Jingga Laksa Surya

Sore menyapa, ku terduduk di sini jua
Di atas kursi berlubang-lubang tua
Yang sudah tak nyaman adanya
Aku temenung, di beranda sunyi, tanpa tahu mengapa aku duduk di sini
Memandang ke suatu arah yang sama

 

Ada bulatan jingga di sana
Kian lama kian merendah dan menghilang
Semula semua putih bersih, laksa kapas, berterbangan, perlahan menjingga
Tergaris panjang indah ke utara dan selatan seperti penggaris Kak Luna

 

Samar kudengar suara langkah kaki mendekat.
“Hari terang akan segera digantikan oleh malam tenang

 

Marilah masuk, Kayla…”
Kau tahu, aku ini anak sindrom Down
Akulah satu dari 650 kelahiran, selesma, radang tenggorokan, radang paru-paru

Itu menyebalkan, juga membosankan
Membosankan karena aku sudah terlalu banyak mengidap penyakit
Hingga saat ini pendengaran dan penglihatanku kurang jelas
Aku juga kesulitan dalam berbicara
Benar-benar menyakitkan.

 

Sebenarnya aku tidak suka dianggap cacat mental
Benar-benar merendahkan!
Memang, aku ini anak ke tujuh dan merupakan ‘produk gagal
Menyedihkan, ya?
Pada saat lahir jantungku bocor
Kulitku pucat sekali
Kakak-kakakku dan ayah ibu benar-benar mengkhawatirkanku
Aku berhasil bertahan hidup hingga usiaku kini, yaitu empat tahun
Ya, inilah aku, Kayla, begitu aku dipanggil

 

Malam menjelang
Kak Luna mengelus punggungku lembut
“Oh… mungkinkah perutmu tak lagi terisi, kosong?
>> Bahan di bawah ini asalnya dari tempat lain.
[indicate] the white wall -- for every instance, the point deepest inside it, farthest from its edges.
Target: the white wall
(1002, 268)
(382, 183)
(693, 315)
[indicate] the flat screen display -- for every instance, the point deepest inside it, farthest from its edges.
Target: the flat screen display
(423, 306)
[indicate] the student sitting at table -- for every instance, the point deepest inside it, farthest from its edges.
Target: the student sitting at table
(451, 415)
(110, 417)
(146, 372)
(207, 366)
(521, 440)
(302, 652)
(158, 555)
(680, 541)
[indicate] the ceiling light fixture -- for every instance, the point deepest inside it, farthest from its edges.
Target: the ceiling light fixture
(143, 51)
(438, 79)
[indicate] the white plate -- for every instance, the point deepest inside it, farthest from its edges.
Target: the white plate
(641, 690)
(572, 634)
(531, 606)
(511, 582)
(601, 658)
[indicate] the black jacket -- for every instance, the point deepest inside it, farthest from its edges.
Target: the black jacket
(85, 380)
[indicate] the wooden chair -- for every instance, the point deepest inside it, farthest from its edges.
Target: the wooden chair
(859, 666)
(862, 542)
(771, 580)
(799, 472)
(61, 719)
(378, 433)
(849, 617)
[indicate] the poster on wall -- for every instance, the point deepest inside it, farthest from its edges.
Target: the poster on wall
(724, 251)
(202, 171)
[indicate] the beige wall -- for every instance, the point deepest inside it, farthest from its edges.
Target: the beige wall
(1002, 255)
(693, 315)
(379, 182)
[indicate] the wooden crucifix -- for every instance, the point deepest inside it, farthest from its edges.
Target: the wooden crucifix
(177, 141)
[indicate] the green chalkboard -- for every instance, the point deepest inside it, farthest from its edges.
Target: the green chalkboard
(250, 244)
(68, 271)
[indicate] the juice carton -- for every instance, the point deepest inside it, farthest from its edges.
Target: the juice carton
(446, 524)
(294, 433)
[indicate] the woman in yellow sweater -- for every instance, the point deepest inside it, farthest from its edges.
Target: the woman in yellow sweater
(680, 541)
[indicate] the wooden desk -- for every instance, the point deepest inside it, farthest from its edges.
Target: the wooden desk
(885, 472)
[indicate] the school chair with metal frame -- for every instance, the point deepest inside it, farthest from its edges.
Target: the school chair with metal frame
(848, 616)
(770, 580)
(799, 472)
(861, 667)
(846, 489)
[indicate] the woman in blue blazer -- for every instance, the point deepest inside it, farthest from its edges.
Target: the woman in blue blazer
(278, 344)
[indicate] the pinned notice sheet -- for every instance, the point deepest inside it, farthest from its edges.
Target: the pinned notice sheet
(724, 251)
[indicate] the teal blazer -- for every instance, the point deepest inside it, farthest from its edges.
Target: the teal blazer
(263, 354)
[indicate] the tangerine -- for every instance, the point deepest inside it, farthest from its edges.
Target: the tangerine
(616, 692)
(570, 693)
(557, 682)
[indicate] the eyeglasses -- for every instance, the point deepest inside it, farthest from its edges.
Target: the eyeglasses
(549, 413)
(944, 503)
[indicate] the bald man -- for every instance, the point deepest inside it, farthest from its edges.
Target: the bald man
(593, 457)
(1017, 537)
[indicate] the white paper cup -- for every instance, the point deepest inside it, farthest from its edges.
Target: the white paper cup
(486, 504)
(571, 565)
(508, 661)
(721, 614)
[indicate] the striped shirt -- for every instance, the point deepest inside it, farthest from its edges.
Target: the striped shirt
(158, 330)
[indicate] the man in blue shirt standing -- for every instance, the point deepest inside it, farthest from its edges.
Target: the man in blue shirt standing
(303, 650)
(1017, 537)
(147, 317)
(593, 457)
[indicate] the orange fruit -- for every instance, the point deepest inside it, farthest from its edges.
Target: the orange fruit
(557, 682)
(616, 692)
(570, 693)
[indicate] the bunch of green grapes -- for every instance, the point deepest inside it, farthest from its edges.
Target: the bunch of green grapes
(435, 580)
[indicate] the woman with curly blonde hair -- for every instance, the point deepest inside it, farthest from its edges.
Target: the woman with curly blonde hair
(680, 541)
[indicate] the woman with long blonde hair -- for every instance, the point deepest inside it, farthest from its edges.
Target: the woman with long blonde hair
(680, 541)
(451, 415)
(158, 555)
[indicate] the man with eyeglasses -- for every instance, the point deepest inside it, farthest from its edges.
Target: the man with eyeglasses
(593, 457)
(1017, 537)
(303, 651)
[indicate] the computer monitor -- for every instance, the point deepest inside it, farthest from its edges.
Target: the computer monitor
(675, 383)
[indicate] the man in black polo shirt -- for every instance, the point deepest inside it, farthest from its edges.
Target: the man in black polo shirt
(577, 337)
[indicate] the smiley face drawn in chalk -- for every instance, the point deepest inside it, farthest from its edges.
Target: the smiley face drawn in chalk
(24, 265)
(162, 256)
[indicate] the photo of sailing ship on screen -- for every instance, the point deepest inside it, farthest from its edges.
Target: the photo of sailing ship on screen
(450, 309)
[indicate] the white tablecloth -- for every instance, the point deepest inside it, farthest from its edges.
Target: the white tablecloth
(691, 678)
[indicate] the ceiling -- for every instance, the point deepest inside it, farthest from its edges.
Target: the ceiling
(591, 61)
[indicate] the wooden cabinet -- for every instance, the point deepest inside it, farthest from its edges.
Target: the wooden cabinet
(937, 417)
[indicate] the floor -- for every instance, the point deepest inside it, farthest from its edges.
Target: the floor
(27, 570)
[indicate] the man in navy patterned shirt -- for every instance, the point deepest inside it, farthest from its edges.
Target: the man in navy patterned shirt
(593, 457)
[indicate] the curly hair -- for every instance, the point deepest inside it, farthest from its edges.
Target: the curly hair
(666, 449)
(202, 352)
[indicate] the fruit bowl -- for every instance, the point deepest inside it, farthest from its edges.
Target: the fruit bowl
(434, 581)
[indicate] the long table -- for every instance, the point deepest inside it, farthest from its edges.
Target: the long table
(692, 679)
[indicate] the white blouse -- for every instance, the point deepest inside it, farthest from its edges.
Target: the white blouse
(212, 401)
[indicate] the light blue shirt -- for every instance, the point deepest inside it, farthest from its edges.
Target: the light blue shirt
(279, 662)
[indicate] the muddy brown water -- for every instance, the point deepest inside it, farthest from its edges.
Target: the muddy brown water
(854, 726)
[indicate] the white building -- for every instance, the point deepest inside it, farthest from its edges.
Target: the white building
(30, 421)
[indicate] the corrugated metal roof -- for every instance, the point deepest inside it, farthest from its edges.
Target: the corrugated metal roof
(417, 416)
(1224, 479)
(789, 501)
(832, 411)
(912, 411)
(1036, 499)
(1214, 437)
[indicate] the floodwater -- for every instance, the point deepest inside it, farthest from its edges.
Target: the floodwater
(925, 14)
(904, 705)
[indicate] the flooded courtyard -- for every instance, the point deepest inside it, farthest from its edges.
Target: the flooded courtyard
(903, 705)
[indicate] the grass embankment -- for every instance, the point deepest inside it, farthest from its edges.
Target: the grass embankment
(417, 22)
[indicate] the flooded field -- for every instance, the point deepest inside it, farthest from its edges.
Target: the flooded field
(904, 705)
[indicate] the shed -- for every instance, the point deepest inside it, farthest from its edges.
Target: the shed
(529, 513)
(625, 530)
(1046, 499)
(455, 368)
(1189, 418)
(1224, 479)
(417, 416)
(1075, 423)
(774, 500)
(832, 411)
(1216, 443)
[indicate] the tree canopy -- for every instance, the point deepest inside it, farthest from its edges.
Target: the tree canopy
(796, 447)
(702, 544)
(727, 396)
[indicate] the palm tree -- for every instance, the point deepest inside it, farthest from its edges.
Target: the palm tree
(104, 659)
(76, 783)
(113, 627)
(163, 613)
Mari kubantu dirimu mengisi kekosongan itu

dengan beberapa suap bubur protein bergizi tinggi.”
Dan aku selalu suka saat ia membisik
“Aku ingin kau menjadi normal, Kayla…
aku… aku… hati ini tak pernah sampai untuk mengerti keadaanmu,

kuharap kau dapat menggapai apa yang kau citakan kelak…”

 

Aku? Normal? Menggapai cita?
Mungkinkah itu harapan untukku? Akankah terwujud?
Kak Luna mendudukkanku pada tempat tidur di kamarnya
Aku tak mengerti mengapa Kak Luna memilih tempat ini
Bubur itu kutampar ketika disuapkan padaku
Aku tak tahu mengapa aku ingin melakukannya
Yah… mungkin karena jengkel

 

Apa yang bisa kulakukan?
Apa yang bisa kuraih?
Aku… Aku… ingin menjadi seperti Kak Luna
Yang selalu pandai memilih potongan-potongan kata
Lalu merangkainya dengan indah membentuk sebuah puisi

 

Aku juga ingin seperti Kak Mia
Yang pandai memadukan titik, garis, warna, bentuk, serta bidang, membentuk karya yang abstrak atau malah nampak nyata

 

Atau juga Kak Via yang suka sekali bermain bulu tangkis
Aku amat tahu perasaan gembira Kak Via
Saat melihat wajahnya bila ia baru saja menang
Dari lawan-lawan yang lebih tua, apalagi laki-laki

 

Malam telah larut
Aku terbangun karena kedinginan
Termenung..
Aku adalah yang paling berbeda dari semuanya
Tak sempurna, juga tak berguna, merepotkan saja

 

Tapi, bisikan ibu selalu membuatku tersentak haru

“Aleen… Ibu menyayangimu, kami mencintaimu. Besarlah anakku, gapai citamu, Warnailah dunia, dengan warna jinggamu. Jingga laksa surya yang membuat bahagia…”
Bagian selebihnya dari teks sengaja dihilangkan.